Pharmaceutical News
Experts: Drug supply system should be reviewed to combat counterfeit products

Reported by Deng Quei-Fen and Liu Chia-Yun from Taipei


The report of counterfeit Crestor, a blockbuster for treating hyperlipidemia, has aroused concerns over the security of the drug supply system in Taiwan.  Experts said criminals have been attracted by the huge market and profit of the drug and trying to penetrate into the supply chain mainly through community pharmacies. Experts urged the government to review the drug supply system and guide community pharmacies towards regulated supply channels.


Gu Po-Jen, the President of the Taiwan Pharmacist Association, expressed that the high demand and the high reimbursement price of Crestor make it a target for criminals.  Counterfeit drugs have less chance to penetrate into big hospitals, because big hospitals usually have supply contracts directly with drug companies.  However, community pharmacies are more vulnerable to counterfeit drugs.


It is difficult for community pharmacies to source some uncommon drugs or have every drug in stock just to meet patients’ demand.  However, pharmacists should be vigilant if the selling prices from vendors are too low.

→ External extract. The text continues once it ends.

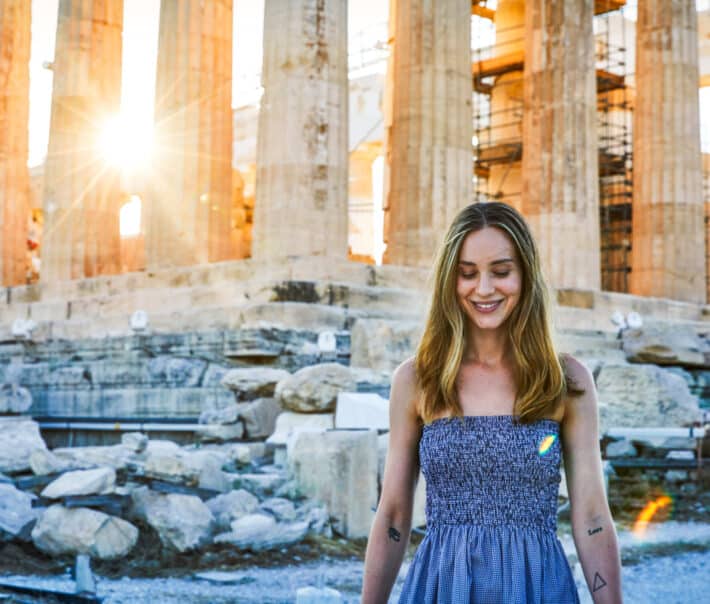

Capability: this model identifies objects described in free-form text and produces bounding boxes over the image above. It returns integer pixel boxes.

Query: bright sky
[28,0,710,166]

Gu urged the MOHW and the TFDA to review the drug supply system and to make it easier for community pharmacies to order from regulated suppliers.  Regional coordination is crucial in curbing counterfeit drugs, suggested Gu.


This incident of counterfeit drugs was discovered reported by a self-employed community pharmacist who should be applauded for vigilance as it is very difficult to identify counterfeits by their appearance.


Shen Tsai-Ying, the Spokesperson of the Taiwan Pharmacist Association, pointed out that hospitals’ pursuit of profits from drug price gap is one of the reasons behind the thriving of counterfeit drugs. 


However, Shih Zhou-Rong, the Standing Director of the Taipei Medical Association, reckoned that the pharmacist associations should shoulder the responsibility and request their member pharmacists to observe self-discipline, rather than point the finger at hospitals’ pursuit of drug profits.